Since 2017, the BIH has increasingly recruited its own scientists and established its own research groups, especially in the fields of bioinformatics and digital medicine, vascular research, single cell technologies, and advanced therapies, with the latter particularly including gene therapies and regenerative medicine. Around 500 scientists, who interact closely with Charité and MDC, are now conducting research in around 60 working groups. At 40%, the proportion of female group leaders is higher than the national average.. BIH researchers have to date published over 4,000 scientific articles, many of them in distinguished journals. During the coronavirus pandemic, they also made valuable contributions to elucidating the infection process and advancing new therapeutic strategies. Nine start-up companies have been spun off so far. They are delivering solutions for AI-based diagnostics, creating gene therapies for epilepsy and muscle diseases, and powering a digital wallet for healthcare in Africa. The first clinical trials are already testing procedures developed with BIH support or by BIH scientists, such as immunological monitoring of transplants.
...and integration into Charité
When the BIH was integrated into Charité in 2021, moving organizationally even closer to the clinic, the two institutions were already collaborating closely on clinical studies, technology transfer, and training for the next generation of clinical scientists. Since then, the Chair of the BIH Board of Directors has a seat on Charité’s Board of Directors and the Dean of Charité is a member of the BIH Extended Board of Directors. Through this novel science policy initiative, the federal government is structurally involved for the first time in an institution of a university medical center and has a seat on Charité’s Supervisory Board.
“We are proud of what we have accomplished so far,” says Professor Christopher Baum, who has served as Chair of the BIH Board of Directors and Charité’s Chief Translational Research Officer since 2020. “Our scientists are making outstanding contributions to all fields of translational medicine. We are recognized nationwide as an example of successful cooperation between federal and state governments. Our goal is to fulfill the expectations that patients in particular have of us. Real knowledge is created by those who create impact.”
Promoting translation nationwide
With its integration into Charité, the BIH has also received a mandate from the federal government to support promising translational projects throughout Germany. “We are delighted to take on this mandate,” says Baum. “And here, in particular, I see us playing a role in rare and complex diseases, for which we want to specifically expand the possibilities of university medicine.” Baum also wants to further develop translation into an exact science whose results can not only be measured quantitatively and objectively but also reproduced. “That will be necessary in order to identify those projects that are most promising and take the best possible next steps in each case,” he explains.

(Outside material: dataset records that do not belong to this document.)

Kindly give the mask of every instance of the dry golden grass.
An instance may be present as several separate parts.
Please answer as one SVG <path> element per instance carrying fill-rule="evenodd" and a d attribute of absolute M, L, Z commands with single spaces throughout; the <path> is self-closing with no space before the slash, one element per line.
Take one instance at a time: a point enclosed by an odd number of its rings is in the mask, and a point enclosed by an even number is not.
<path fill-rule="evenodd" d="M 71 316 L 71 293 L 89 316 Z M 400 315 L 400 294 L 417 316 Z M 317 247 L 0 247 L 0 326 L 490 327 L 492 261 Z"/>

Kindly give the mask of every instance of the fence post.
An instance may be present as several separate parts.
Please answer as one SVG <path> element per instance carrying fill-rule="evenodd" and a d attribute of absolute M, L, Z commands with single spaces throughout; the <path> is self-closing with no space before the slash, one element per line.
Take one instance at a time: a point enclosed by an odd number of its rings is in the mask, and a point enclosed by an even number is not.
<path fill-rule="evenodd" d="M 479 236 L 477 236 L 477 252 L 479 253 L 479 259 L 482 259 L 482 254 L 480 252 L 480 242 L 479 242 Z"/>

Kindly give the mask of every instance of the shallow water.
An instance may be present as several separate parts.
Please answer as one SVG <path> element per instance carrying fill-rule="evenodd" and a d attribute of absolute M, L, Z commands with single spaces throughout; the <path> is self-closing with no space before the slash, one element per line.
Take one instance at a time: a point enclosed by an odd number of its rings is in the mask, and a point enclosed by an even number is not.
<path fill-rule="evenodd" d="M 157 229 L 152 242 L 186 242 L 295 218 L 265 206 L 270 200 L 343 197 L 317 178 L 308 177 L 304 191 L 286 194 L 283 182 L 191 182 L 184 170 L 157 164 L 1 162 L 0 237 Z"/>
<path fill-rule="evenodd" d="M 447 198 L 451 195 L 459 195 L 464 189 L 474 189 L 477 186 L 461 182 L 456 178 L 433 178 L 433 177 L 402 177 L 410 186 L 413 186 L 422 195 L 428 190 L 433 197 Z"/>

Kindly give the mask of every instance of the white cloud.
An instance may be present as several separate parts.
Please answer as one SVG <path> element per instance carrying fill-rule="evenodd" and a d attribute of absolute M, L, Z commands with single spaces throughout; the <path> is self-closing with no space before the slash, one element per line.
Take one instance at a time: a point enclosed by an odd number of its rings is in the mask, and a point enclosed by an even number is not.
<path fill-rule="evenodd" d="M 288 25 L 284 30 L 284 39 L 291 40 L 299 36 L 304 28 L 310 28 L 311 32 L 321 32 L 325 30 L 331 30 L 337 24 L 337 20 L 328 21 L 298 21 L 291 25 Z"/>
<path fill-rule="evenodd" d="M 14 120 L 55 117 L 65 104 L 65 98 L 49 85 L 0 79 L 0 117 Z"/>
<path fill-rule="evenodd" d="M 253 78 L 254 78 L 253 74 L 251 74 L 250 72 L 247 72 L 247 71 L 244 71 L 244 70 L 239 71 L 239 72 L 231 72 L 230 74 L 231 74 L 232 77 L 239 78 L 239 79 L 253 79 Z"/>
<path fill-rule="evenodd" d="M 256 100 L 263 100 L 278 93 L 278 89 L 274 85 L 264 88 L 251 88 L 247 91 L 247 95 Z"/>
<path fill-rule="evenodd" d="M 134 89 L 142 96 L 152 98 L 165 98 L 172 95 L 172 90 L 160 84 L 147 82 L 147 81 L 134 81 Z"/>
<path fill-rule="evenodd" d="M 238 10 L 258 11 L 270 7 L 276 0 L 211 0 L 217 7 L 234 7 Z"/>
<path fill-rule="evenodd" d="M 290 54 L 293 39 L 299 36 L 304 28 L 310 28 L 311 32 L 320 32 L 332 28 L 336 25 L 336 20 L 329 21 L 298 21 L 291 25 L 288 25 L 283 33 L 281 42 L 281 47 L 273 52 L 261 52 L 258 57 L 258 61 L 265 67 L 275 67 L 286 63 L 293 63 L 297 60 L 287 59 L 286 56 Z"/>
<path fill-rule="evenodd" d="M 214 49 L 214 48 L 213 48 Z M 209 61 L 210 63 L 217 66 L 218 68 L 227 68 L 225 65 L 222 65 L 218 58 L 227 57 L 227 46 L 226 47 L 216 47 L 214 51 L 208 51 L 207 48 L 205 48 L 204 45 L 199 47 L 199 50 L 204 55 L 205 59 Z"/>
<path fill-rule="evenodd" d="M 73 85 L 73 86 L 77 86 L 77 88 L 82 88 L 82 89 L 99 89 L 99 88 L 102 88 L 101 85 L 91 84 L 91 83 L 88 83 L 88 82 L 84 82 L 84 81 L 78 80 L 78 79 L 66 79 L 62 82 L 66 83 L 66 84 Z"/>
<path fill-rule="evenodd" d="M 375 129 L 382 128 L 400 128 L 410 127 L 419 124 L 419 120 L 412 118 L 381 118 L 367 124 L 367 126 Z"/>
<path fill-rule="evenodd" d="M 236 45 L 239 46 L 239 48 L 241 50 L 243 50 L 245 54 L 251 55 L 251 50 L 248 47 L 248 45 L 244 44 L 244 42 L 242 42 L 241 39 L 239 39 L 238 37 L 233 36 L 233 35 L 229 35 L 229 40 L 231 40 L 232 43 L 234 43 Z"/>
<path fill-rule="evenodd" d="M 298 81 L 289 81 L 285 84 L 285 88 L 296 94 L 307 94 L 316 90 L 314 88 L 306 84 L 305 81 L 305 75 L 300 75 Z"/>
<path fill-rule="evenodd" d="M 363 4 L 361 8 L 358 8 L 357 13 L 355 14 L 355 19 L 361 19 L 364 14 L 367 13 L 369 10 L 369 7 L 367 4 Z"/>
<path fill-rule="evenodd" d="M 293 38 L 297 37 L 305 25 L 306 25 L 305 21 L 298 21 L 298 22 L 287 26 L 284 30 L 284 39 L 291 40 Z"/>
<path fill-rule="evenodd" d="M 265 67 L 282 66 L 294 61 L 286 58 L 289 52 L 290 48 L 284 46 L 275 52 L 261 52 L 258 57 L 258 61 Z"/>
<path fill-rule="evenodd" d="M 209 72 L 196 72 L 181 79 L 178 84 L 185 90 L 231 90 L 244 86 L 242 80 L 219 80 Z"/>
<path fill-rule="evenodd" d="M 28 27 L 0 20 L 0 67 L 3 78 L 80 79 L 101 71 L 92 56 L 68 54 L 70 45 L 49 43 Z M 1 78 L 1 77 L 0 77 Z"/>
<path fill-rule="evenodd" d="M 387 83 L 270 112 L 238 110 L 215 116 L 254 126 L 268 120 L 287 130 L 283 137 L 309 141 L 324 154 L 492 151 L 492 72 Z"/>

Multiple locations in Berlin
The some 800 employees of the BIH are spread across multiple locations: Several research groups are based in the Käthe Beutler Building in Berlin-Buch, in the immediate vicinity of the Max Delbrück Center. In this building, named after a Jewish pediatrician and researcher, groups of BIH and the Max Delbrück Center are working together under one roof. In the Rahel Hirsch Center for Translational Medicine (RHC) in Berlin-Mitte, which was completed in January 2023, staff members of the BIH Digital Health Center and other BIH research teams will work together with experts from Charité. The RHC will also house the joint Clinical Study Center. The single cells focus area is based at the Berlin Institute for Medical Systems Biology of the Max Delbrück Center, which is also located in Berlin-Mitte. The research groups working in the field of regenerative medicine will primarily carry out research at the Charité Campus Virchow Clinic in Berlin-Wedding. The staff members of the joint technology transfer office Charité BIH Innovation moved into new offices at Zirkus in Berlin-Mitte in 2022.